Una morte dolorosa e ingiusta, che porta i segni di un lavoro nel quale la sicurezza si perde dietro il ritmo incalzante di un algoritmo che regola implacabilmente ritiri e consegne, imponendo rapidità ed efficienza ad ogni costo. La stessa entità rigida e astratta che neanche un giorno dopo la morte del rider ventiseienne di Firenze gli comunica che il suo account è stato disattivato e che non ha più un lavoro, perché non ha rispettato i tempi, non ha fatto quello che ci si aspettava da lui.

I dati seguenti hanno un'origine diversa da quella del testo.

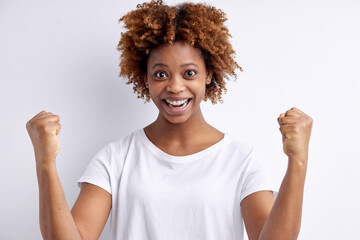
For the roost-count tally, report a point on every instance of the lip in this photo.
(175, 99)
(176, 111)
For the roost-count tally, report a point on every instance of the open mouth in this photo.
(180, 106)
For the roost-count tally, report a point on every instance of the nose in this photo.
(175, 84)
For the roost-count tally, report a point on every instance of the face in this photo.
(176, 78)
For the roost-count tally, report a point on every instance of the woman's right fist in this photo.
(43, 129)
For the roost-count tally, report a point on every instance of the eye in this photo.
(190, 73)
(160, 74)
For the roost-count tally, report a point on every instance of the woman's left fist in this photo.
(295, 127)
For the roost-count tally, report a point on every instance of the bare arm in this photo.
(92, 208)
(265, 219)
(56, 221)
(284, 220)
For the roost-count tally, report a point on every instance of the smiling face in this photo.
(176, 78)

Una mail partita per errore, dice l'azienda, che però racconta bene la gestione ferocemente impersonale di un piccolo esercito di lavoratrici e lavoratori presi nella spirale del sistema a cottimo, ai quali si chiede molto e non si dà abbastanza: dietro numeri, veicoli, tragitti e consegne ci sono persone, con le loro storie, le loro difficoltà e i loro bisogni, con l'impegno profuso quotidianamente per fare bene il lavoro richiesto e per darsi un domani.


Di fronte all'ennesima tragedia il sindacato ribadisce la richiesta, già ampiamente formulata, di inquadrare la figura del rider all'interno di un contratto collettivo nazionale, che garantirebbe le tutele necessarie, a partire dalla salute e la sicurezza di questi lavoratori.

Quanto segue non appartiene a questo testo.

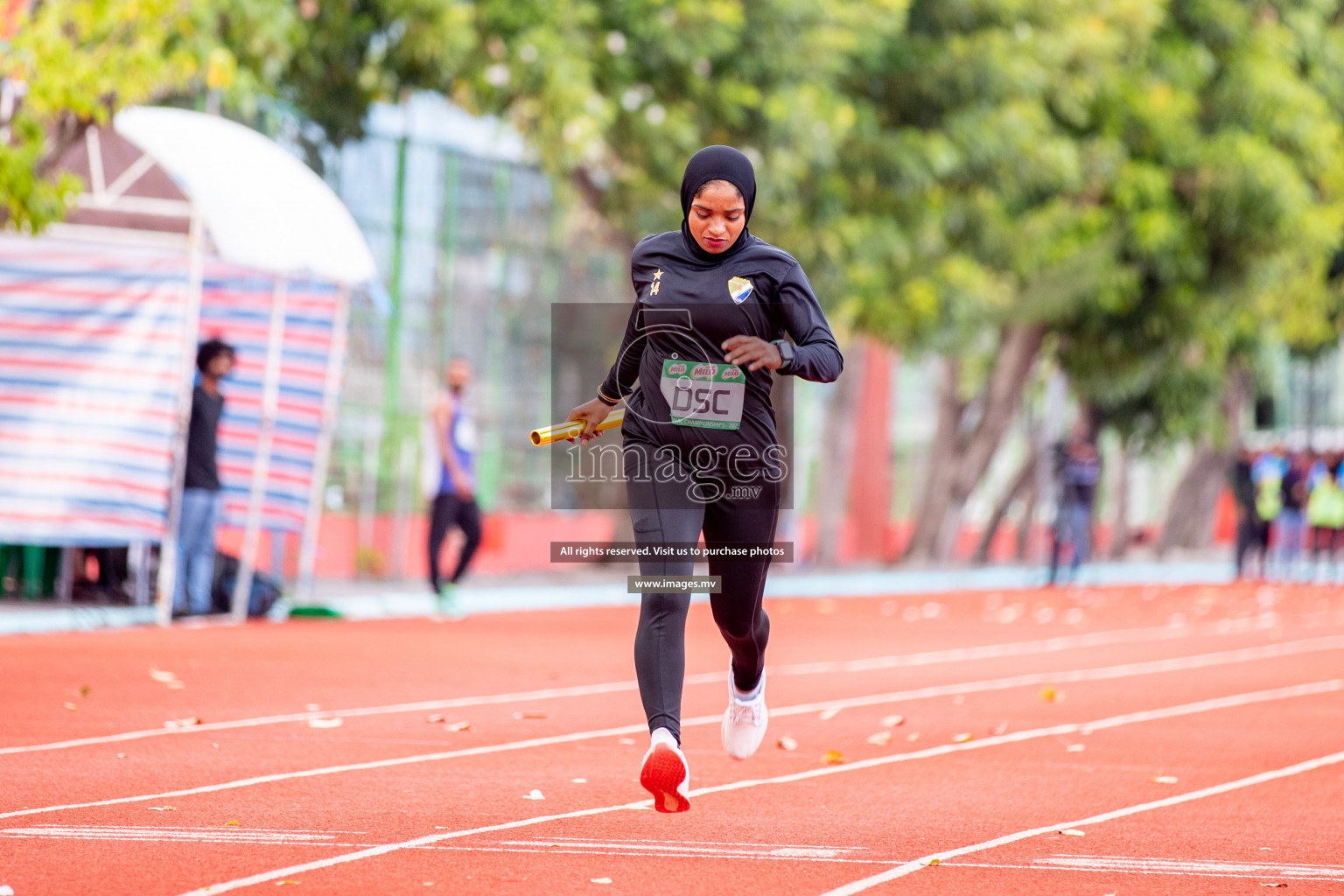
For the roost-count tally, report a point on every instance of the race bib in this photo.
(704, 394)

"Quello di Sebastian è solo l'ultimo dei casi in cui è risultata evidente la mancanza di una adeguata formazione, e attenzione, sui temi della sicurezza - spiega Jacopo Dionisio, Filcams Cgil nazionale - una lacuna che discende dall'organizzazione del lavoro, da come gli algoritmi programmati dalle società di food delivery gestiscono il rapporto con i collaboratori, spingendoli ad effettuare le consegne a un ritmo frenetico ed esponendoli così al rischio di incidenti".

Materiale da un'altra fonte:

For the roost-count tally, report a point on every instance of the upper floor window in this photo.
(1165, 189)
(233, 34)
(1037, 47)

La retribuzione a cottimo è poi una ulteriore spinta a correre, per mettere insieme un salario dignitoso: il rider corre, lungo i tracciati disposti dall'azienda, che resta al riparo da norme e responsabilità, lasciando rischi e incertezze a carico esclusivo dei lavoratori.


Fatta eccezione per JustEat e poche altre piccole aziende che applicano il contratto della logistica, collaborazione occasionale e partita iva sono le modalità prevalenti nei rapporti di lavoro e l'unica forma contrattuale utilizzata nei restanti casi è un accordo non rappresentativo sottoscritto da Assodelivery, "che noi abbiamo contestato - aggiunge Dionisio - perché non risolve assolutamente i nodi di questa professione". 

Alla mancanza di sicurezza si somma poi l'estrema precarietà di un lavoro nel quale l'arruolamento è rapido quanto la risoluzione del rapporto, un ciclo continuo senza approdi e certezze, che fa leva sul bisogno di lavorare e sfrutta questa disponibilità attraverso un'organizzazione pressante e un regime retributivo che forza all'accumulo veloce: necessità, sfruttamento e rischio sono la miscela esplosiva di una relazione di lavoro che deve essere a tutti i costi normata e regimentata.

"L'unica prospettiva accettabile si trova nell'applicazione di un contratto collettivo nazionale, che porti garanzie, tutele e sicurezza", conclude il funzionario Filcams. Una battaglia che il sindacato continuerà a portare avanti, al fianco delle lavoratrici e dei lavoratori che sono scesi ieri in piazza Sant'Ambrogio, a Firenze, e delle migliaia di fattorini che tengono in piedi il sistema delle consegne nel resto del paese.